Cellini confessed that the tears filled his eyes as he kissed the dead Pope’s feet; but there was no one else to mourn for him. On the contrary, Rome rejoiced. As Francesco Vettori said of him, he had gone ‘to a great deal of trouble to develop from a great and respected cardinal into a small and little respected Pope’. Night after night St Peter’s was broken into; the corpse was transfixed by a sword; the temporary tomb was smeared with dirt; and the inscription beneath it, ‘
Clemens Pontifex Maximus
’, was obliterated and in its place were written the words, ‘
Inclemens Pontifex Minimus
’.
3

The news from Rome was received in Florence with glum foreboding. It was felt that, following the death of the Pope whom many supposed to be his father, Alessandro de’ Medici would impatiently throw off all restraint and institute that tyrannical government to which his own tastes seemed naturally inclined. So far he had behaved quite circumspectly. Nine months after his ceremonial entry into the city, he had been proclaimed hereditary Duke; but, so as to allay the outrage to republican susceptibilities which this proclamation caused, he was at the same time required to consult various councils of Florentine citizens and to heed their advice. For a time he had done so; the people had been gradually reassured; and it was grudgingly allowed that, ill-favoured and rude as he was, there might, when he grew older, be discovered some good in Alessandro after all.

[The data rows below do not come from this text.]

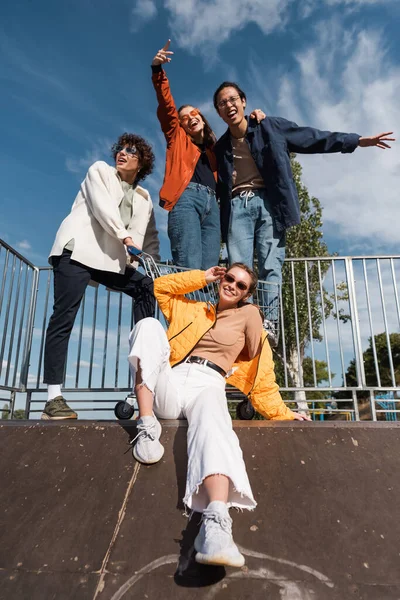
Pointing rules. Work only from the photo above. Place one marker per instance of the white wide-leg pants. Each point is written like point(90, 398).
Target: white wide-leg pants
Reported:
point(197, 393)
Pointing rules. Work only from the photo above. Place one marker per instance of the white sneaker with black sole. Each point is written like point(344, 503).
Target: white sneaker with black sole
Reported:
point(214, 543)
point(148, 449)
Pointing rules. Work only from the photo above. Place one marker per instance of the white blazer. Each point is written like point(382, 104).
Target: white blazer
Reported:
point(96, 226)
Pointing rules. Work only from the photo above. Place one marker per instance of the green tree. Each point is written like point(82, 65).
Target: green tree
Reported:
point(382, 354)
point(304, 241)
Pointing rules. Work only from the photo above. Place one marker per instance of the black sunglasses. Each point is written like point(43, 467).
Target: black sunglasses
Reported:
point(240, 284)
point(132, 151)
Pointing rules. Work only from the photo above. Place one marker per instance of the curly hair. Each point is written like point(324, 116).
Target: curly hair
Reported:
point(209, 135)
point(145, 153)
point(224, 85)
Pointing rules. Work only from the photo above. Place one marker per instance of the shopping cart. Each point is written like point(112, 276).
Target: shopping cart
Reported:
point(266, 296)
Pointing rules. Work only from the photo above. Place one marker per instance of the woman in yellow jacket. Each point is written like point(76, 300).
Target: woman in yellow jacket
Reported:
point(182, 373)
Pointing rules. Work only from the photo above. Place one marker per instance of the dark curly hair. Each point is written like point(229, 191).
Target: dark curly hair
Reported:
point(145, 153)
point(224, 85)
point(209, 135)
point(253, 276)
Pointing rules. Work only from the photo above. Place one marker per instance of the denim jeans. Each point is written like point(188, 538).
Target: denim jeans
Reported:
point(194, 228)
point(251, 226)
point(196, 393)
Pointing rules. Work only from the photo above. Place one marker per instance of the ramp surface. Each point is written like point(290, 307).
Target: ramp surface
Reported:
point(81, 519)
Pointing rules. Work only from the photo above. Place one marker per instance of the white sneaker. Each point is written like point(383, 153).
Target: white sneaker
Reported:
point(214, 543)
point(148, 449)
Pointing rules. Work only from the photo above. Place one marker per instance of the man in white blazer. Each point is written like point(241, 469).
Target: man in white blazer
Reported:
point(111, 212)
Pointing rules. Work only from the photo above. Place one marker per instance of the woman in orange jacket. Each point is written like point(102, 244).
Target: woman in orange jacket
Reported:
point(188, 192)
point(182, 374)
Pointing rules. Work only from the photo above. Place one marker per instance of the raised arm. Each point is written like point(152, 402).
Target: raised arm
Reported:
point(166, 111)
point(307, 140)
point(169, 287)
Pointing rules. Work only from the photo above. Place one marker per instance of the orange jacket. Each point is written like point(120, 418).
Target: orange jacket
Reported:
point(182, 153)
point(190, 320)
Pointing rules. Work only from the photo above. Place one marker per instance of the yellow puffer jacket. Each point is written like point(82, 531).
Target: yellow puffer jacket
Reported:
point(190, 320)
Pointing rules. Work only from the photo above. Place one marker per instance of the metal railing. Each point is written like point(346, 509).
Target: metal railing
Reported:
point(339, 347)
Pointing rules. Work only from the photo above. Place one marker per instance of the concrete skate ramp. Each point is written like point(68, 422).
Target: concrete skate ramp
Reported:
point(82, 520)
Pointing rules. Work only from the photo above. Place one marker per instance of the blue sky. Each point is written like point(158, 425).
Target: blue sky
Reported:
point(76, 74)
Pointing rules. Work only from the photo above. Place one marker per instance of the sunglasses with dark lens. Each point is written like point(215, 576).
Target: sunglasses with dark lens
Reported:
point(239, 284)
point(132, 151)
point(185, 119)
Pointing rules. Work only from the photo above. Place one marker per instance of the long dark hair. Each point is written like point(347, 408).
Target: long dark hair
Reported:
point(145, 152)
point(224, 85)
point(209, 136)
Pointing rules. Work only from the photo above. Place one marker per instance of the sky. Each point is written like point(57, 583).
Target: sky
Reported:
point(75, 75)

The Pope’s death brought all the old fears back, and before that winter was over they were seen to be justified. Even the pretence of
consultation with the elected councils was abandoned as Alessandro indulged his young fancy for authoritarian rule and became ever more blatant in his sexual escapades. He outraged the citizens by having the great bell in the Palazzo della Signoria – which had been smashed in the Piazza to symbolize the death of the Republic – melted down and recast into medals glorifying his family; by having his coat-of-arms carved over the gateway of the recently enlarged fort at the Porta alla Giustizia;
4
by impounding all weapons, even those hung as votive offerings in the churches; and by building a huge new fortress, the Fortezza da Basso,
5
‘a thing totally inappropriate to a free city, as the examples of Venice, Siena, Lucca and Genoa clearly show’. There was murmured talk of tyrannicide; but the memory of the recent long siege was still fresh in men’s minds, and the dissidents hung back from so violent a solution to their plight which might bring another imperial army to the gates of the city. For a time it was hoped that the jealous Ippolito might settle the Florentines’ problems for them; and Ippolito did, indeed, agree to present a case against Alessandro at Charles V’s court; but before he was able to do so he died on 10 August 1535 at Itri, either of malaria or of poisoning. His body was carried back to Rome by the handsome athletes – Moors, Tartars, Turks, Negro wrestlers and Indian divers – with whom it had been his extravagant fancy to go out upon his travels.

The leading Florentine exiles then presented themselves to the Emperor with a long list of complaints against Alessandro. Their spokesman, Jacopo Nardi the historian, gave a horrifying account of the Duke’s misdeeds and of the miseries of Florence now being overawed by a ‘great fortress, built with the blood of her unhappy people as a prison and slaughter-house for the unhappy citizens’. But although the Emperor promised ‘to do what was just’, he preferred to set less store by Nardi’s charges than by the extremely cunning and wholly inaccurate rebuttal of them by Alessandro’s chief adviser, Francesco Guicciardini, who went so far as to conclude his peroration with the words, ‘One cannot reply in detail to the charges about women, rape and similar calumnies uttered in general; but His Excellency’s virtue, his fame, the opinion of him held throughout the city, of his prudence, of his virtuous habits, are a sufficient reply.’